If you wish to take 15-110 but don't want or need a full letter grade for it, you may take the course as Pass/Fail instead. This is a great option for graduate students who want to learn how to program but don't want to risk their GPAs! (Note: you may not take the course Pass/Fail if you plan to use 15-110 as a prereq).
Tips for Success
Most students who take 15-110 have no prior programming experience. If you fall into this group, taking your first computer science class will provide great opportunities, but it also may pose great challenges. Here are some tips for how to succeed in this course as you learn a new and exciting set of skills and concepts.
- Participate. You cannot learn how to program passively, by observing someone else; you have to practice. While attending lecture, follow along in your own IDE and try modifying the code the instructor writes to see what happens. In recitation, actively attempt each problem to the best of your ability before the TA goes over the solution. In general, try things out and see what happens!
- Start Early. Don't wait until the day before the deadline to start an assignment! After each lecture, identify problems on the assignment that you can now attempt, and try to solve them. Doing the assignments a bit at a time is much easier than trying to do them all at once.
- Embrace Mistakes. "Bugs" (mistakes) are a common part of the programming process. Even expert programmers commonly produce bugs in their code that they need to fix (you'll see this happen to the instructors a lot!). Run your code to check your work often, and treat every bug as an opportunity to learn, not as a dead end.
- Get Help When You Need It. It's okay (and encouraged!!) to reach out for help when you're struggling with a concept or an assignment. Come to office hours and the course staff will be more than happy to help you learn. Find a collaborator and talk through the problems with them. In general, don't feel like you need to do everything on your own - embrace your learning community!
- Debug Smarter, Not Harder. It is very easy to get stuck when debugging an error in a program and spend hours on a single mistake with no progress. If you find yourself spending more than 15 minutes debugging the same error, you need to change your approach. First, try to get someone else to help you (a TA or a collaborator in the class); often a new set of eyes will notice things that you can't see yourself, and explaining your code to someone else may help you notice something new. Second, if no one else is available, take a break and do something else. When you come back to the problem later, you'll be able to see your code in a new light, and it might prove much easier to fix.

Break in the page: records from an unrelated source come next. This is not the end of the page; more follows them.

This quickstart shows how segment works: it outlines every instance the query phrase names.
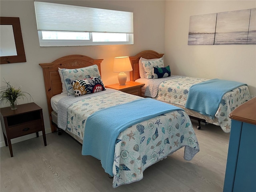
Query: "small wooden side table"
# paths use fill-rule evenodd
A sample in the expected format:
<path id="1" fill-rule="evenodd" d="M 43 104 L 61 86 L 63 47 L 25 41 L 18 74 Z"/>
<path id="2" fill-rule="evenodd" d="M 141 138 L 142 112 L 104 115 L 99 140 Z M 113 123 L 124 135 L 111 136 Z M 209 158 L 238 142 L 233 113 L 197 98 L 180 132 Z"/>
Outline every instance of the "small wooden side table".
<path id="1" fill-rule="evenodd" d="M 144 83 L 138 83 L 135 81 L 128 81 L 126 82 L 125 85 L 120 85 L 119 83 L 116 83 L 108 85 L 105 87 L 141 97 L 142 96 L 141 88 L 145 84 Z"/>
<path id="2" fill-rule="evenodd" d="M 1 108 L 1 122 L 6 146 L 9 144 L 11 157 L 13 156 L 11 139 L 42 131 L 44 146 L 46 139 L 42 108 L 35 103 L 17 106 L 12 110 L 10 107 Z"/>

- Read Your Feedback. Check-ins and Homeworks are partially summative assignments (they show what you know), but they're also partially formative (they're a chance to learn). When an assignment has been graded, go back and check the feedback written by TAs on the problems you got wrong. This is your chance to relearn the material before the quiz occurs.
- Study By Practicing. In this class, you'll mainly learn skills - things you do, rather than pieces of knowledge you know. To study a skill, you need to practice it. When preparing for an exam, don't just review old slides and homeworks - actually re-solve old problems, or attempt the practice problems provided with the quiz.